Part of me has a dream of retiring in the lakeside area or the San Miguel de Allende area and opening up a clay studio. I assume I would have to be outside of town in order to build a Noborigama wood kiln. Do you have any idea how much it would cost to build such a kiln? If so, let me know if it's peso or dollar based. I would need both hard and soft refractory to build such a kiln, as well as cement blocks, etc. Said kiln would have a wood chamber and a soda chamber and fire to cone 10. It would be fired as needed but I wouldn't anticipate many firings per year as it would take a lot of pots to fill it. I'm wondering how expensive it would be to supply it with wood? Do you think wood could be obtained easily and at a reasonable price? Any and all information would be greatly appreciated.

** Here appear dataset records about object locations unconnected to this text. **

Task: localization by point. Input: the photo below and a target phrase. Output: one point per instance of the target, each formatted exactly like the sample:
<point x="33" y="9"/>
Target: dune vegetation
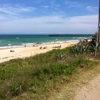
<point x="38" y="76"/>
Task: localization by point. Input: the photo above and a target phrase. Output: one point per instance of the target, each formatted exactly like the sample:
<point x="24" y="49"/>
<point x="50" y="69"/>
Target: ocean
<point x="20" y="40"/>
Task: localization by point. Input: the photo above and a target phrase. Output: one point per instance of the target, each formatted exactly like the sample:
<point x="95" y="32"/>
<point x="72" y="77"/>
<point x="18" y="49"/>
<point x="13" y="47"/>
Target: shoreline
<point x="14" y="52"/>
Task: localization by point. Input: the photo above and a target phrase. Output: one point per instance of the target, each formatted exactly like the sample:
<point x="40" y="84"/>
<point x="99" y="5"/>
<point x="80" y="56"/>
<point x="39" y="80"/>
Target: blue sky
<point x="48" y="16"/>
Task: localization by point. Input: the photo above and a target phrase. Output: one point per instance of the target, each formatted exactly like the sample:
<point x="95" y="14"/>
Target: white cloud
<point x="72" y="4"/>
<point x="51" y="24"/>
<point x="91" y="9"/>
<point x="14" y="10"/>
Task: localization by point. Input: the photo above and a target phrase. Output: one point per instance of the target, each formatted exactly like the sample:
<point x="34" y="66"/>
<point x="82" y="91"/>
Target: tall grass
<point x="38" y="74"/>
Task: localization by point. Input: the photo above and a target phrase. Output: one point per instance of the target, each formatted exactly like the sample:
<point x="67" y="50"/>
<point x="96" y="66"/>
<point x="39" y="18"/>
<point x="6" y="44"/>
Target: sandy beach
<point x="21" y="52"/>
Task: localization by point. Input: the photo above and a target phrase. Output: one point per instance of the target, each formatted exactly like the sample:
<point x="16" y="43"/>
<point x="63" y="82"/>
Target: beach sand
<point x="21" y="52"/>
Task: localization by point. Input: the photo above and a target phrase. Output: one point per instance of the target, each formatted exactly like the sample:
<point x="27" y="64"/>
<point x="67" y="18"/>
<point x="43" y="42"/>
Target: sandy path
<point x="22" y="52"/>
<point x="90" y="91"/>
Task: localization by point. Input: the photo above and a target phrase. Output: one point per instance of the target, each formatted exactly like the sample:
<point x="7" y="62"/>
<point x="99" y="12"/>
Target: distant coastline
<point x="71" y="35"/>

Depending on operating costs I would have smaller electric or gas kilns to bisque and high fire. If electric to cone 6, and gas to cone 10. 

I would have to look into all the laws to find out what and what not I would be allowed to do. Do you think any young Mexican artists would be interested in working in such a studio? I envision being able to supply individual studio space for half a dozen artists. I would probably set up a residency program to bring artists through for 2 - 3 years at a time on a rotational basis. This would provide an artist with studio space and several firing options.

We would have to figure out how they would sell their work. I would want to incorporate a separate gallery space to hold exhibits. Part of each resident artist's rotation would include an individual show to highlight their work. 

Again, this is all a dream but it could certainly become reality, especially if there was any interest from Mexican artists. I've run this by several young artists in the states and basically all of them said it was a great idea and that they would be interested in moving to Mexico for a few years. 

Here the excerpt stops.